Summers spent at the Jersey Shore are among my fondest childhood memories. Our house on Hillside Avenue in Ventnor was a few steps from the bay. For my mother, it was no vacation. She cooked, cleaned, did laundry, and shopped. She also cleaned and scaled the fish my father and I brought home. I enjoyed helping her with this chore and packing sandwiches, fruit, and iced tea for a day at the beach.
When my father arrived for the weekend, we planned dinners at many restaurants. The Knife & Fork Inn was a favorite. The restaurant was built in 1912. Its website proclaims “from the Roaring ’20s to the 21st century.” I imagine there was a speakeasy-type private door during Prohibition.
We dined at The Knife & Fork Inn for my birthday a few weeks ago. Since shore season is here, I wanted to share our meal with you.
The two-story building has a bar downstairs and several dining rooms upstairs. There is natural wood throughout the room. It is almost as if time has stood still here. No modern light, tables, and chairs. I sat at a comfortable banquette. Tables are covered with white linen with napkins.
Cocktails were expertly mixed by the woman in charge of the bar. Our server brought dry corporate-type rolls with soft butter.
The menu has a ’90s look, and there is nothing wrong with it. There are no strange concoctions with a myriad of ingredients.
Tuna tar tar ($12) was a cool way to begin dinner. Sushi-quality deep red tuna was hand-chopped, beautifully seasoned, and topped with a glistening bit of olive oil. It came with a mound of chopped red ripe tomatoes and sweet red onion. I especially enjoyed the waffle potato chips that accompanied this starter.
Unfortunately, the Caesar salad ($7) was limp because of the use of too many outer leaves. The dressing was thin and tasteless even though we asked for anchovies. I doubt a coddled egg went toward the proper emulsifying of the dressing. Very little Parmesan topped the salad.
Rack of lamb ($37) was perfectly prepared. Six meaty Frenched chops were rubbed with a bit of mustard and minced fresh herbs, a classic preparation for lamb. The chops arrived medium rare and included a mound of creamy whipped potatoes laced with rosemary and sage. A pool of bordelaise sauce, prepared with sweet Vidalia onions, hit the mark. Everything on the plate was there for a reason.
A dry aged bone-in 18-ounce cowboy steak ($45) was not as successful as the lamb. It lacked seasoning and was a little over-cooked. Still, the beef was tender and a sprinkling of salt and pepper made it better.

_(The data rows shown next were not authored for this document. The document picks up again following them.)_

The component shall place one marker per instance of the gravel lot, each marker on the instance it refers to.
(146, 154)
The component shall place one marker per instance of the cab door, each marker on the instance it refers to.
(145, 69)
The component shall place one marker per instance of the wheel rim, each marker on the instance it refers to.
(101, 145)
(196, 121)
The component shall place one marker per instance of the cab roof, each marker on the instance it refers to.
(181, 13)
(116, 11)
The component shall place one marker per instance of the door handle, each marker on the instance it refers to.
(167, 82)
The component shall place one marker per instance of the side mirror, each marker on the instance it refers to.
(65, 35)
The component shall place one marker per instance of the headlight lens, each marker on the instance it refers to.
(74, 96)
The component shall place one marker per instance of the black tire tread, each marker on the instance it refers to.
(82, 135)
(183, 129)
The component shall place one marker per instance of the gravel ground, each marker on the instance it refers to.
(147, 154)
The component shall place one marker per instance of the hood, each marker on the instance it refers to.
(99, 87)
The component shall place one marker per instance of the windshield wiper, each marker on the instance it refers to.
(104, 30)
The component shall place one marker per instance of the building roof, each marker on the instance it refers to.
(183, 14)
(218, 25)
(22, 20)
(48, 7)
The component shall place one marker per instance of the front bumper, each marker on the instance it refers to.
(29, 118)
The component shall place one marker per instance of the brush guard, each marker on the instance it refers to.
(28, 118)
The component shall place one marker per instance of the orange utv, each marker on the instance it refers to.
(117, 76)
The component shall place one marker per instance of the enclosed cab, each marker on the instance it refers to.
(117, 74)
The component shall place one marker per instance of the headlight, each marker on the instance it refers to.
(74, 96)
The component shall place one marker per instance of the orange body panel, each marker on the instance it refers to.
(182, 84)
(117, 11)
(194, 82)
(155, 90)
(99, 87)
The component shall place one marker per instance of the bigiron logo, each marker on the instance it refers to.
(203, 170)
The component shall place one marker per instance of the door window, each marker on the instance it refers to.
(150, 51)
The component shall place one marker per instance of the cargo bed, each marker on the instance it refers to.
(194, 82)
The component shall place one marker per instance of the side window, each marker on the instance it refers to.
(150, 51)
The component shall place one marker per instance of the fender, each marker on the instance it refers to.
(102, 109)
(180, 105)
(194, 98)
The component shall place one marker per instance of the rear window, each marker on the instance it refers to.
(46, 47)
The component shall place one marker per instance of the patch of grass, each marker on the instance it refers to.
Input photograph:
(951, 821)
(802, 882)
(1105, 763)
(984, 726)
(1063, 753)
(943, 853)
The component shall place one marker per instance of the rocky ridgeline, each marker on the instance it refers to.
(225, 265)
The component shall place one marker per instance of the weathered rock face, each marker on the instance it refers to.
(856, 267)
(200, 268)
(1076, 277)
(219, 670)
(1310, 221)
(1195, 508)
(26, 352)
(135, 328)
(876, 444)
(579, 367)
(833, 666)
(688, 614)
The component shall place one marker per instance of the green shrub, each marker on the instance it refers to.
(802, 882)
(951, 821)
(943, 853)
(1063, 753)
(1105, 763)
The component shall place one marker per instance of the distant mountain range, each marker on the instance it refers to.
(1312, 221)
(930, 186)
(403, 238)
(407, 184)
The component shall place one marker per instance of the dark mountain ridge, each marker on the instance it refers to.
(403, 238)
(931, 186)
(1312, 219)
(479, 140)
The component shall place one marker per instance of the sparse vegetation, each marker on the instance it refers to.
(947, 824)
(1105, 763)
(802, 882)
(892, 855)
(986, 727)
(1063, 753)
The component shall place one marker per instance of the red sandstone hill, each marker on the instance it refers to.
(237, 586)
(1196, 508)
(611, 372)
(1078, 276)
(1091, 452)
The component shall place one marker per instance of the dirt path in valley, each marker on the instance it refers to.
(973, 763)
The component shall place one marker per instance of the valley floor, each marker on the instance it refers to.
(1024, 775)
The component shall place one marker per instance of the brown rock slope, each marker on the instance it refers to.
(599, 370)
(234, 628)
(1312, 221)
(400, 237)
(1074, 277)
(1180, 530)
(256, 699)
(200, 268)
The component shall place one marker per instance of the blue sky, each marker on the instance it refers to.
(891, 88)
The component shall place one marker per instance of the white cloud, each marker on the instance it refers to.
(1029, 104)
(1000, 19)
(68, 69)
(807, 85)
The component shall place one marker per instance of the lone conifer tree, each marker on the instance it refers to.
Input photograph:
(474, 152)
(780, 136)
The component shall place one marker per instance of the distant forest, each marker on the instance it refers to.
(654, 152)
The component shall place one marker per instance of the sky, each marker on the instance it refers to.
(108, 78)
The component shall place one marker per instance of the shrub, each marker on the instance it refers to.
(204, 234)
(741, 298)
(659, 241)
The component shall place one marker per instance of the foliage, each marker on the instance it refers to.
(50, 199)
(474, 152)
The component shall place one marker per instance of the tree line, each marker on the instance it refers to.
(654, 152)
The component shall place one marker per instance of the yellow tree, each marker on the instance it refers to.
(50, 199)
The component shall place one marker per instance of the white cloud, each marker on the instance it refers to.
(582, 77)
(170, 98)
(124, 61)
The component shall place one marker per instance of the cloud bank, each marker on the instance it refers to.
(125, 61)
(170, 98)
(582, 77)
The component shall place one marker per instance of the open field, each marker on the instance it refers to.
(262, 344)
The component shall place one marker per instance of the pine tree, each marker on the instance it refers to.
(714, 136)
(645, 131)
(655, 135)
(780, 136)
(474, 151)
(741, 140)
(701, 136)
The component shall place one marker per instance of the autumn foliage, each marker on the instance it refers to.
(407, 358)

Do not miss, I repeat, do not miss an order of pommes soufflé ($6). I first tasted this classic French potato preparation 25 years ago at Tio Pepe, a Spanish restaurant in Baltimore. Pommes soufflé are long, thin strips of russet potatoes that are twice fried in very hot oil. During the second frying, they magically puff up and are hollow inside. The Knife & Fork Inn is only the second restaurant I have visited that serves these crispy, luscious, slightly salted treats. A nice touch would be offering a small serving instead of the tasteless bread. A side of pencil thin asparagus with a limp thin Béarnaise was cold. Another version appeared but the sauce was still not rich.
We asked the sommelier to recommend a wine. He brought three bottles under $50. He told us the Sangiovese ($35) was a favorite and if we did not like it, he would drink it. A Sangiovese can be a bit rough. This was perfection in a bottle. I loved the smooth, rich flavor that was filled with fruit. And, the price was right.
Key lime pie with coconut ice cream ($8) was just OK. The graham cracker crust was dry and the ice cream lacked richness.
Service was excellent. Both dining rooms were fully booked. A gentleman at the next table was also celebrating his birthday. We toasted, of course.
The Knife & Fork Inn has a Happy Hour, is open for dinner seven nights, and serves lunch on Friday. Reservations are an absolute must.